Rhys Parkinson’s artistic practice deals with themes such as human connection and nostalgia while retaining a strong sense of materiality. These works investigate the notion of the human condition which can be defined as “inescapable features of being human in a social, cultural, and personal context.” This can also be understood as the irreducible part of humanity that is inherent and not connected to factors such as gender, race or class. It includes concerns such as the meaning of life, the search for gratification, a sense of curiosity and the inevitability of isolation.
Executed in lead and coloured pencil these works evidence Parkinson’s robust skill set for draftsmanship. Tapping into the artistic traditions of realism, the artist is also informed by Futurism and Russian Constructivism. Immaculately rendered to an almost photographic degree, these works reference the portraiture of hyper realist artists such as Chuck Close. This is evident in their emphasis on the mechanics of photographic techniques such a lighting, focus and blur which is then translated into a visual arts context.
Concurrent to his drawing practice, Parkinson produces photographs of his drawings which are deconstructed and then reconstructing into photographic collages. This repetitive layering elicits a sense of vibration and motion that appears counter intuitive to the concerns of his drawing practice. As such, this distinct body of work questions his original portrayal of emotional sincerity as well as the nature of authenticity.

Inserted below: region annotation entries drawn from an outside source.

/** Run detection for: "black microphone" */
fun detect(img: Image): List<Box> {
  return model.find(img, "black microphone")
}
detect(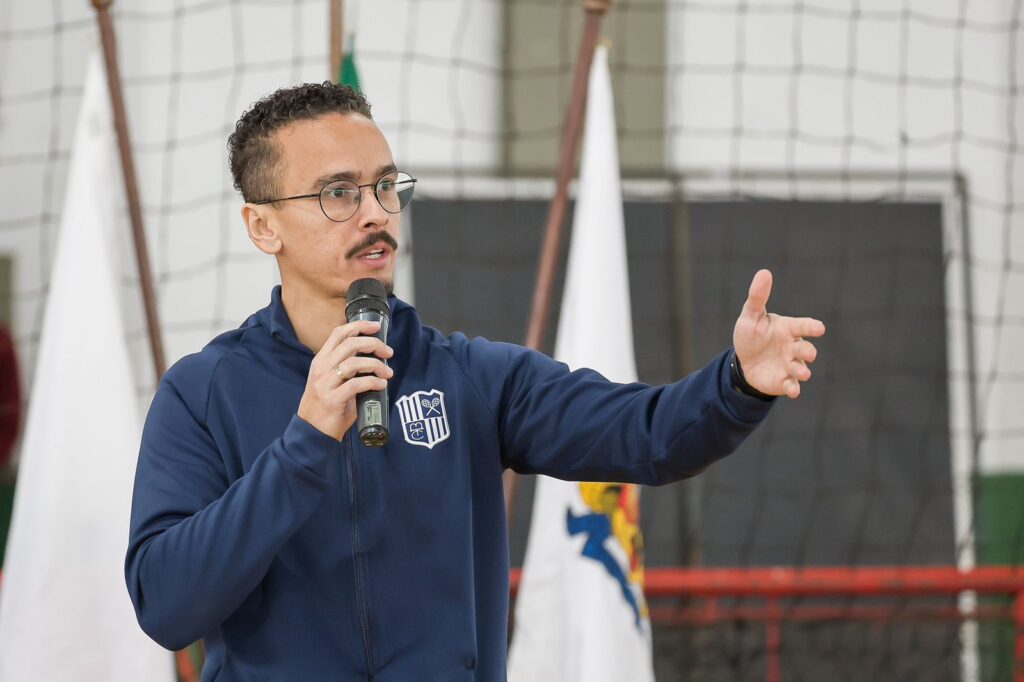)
[345,278,390,447]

“Of recent, hands have become a strong interest. For me a hand represents who a person is. Our hands are our way of creating, working… living. They allow us to connect, show love, demonstrate aggression, inflict pain, care for our young, take care of ourselves or even produce the most detailed of artworks. I believe a hand can be a symbol for how we relate to one another. Ultimately though, our hands are a tool, an asset – our way to connect.”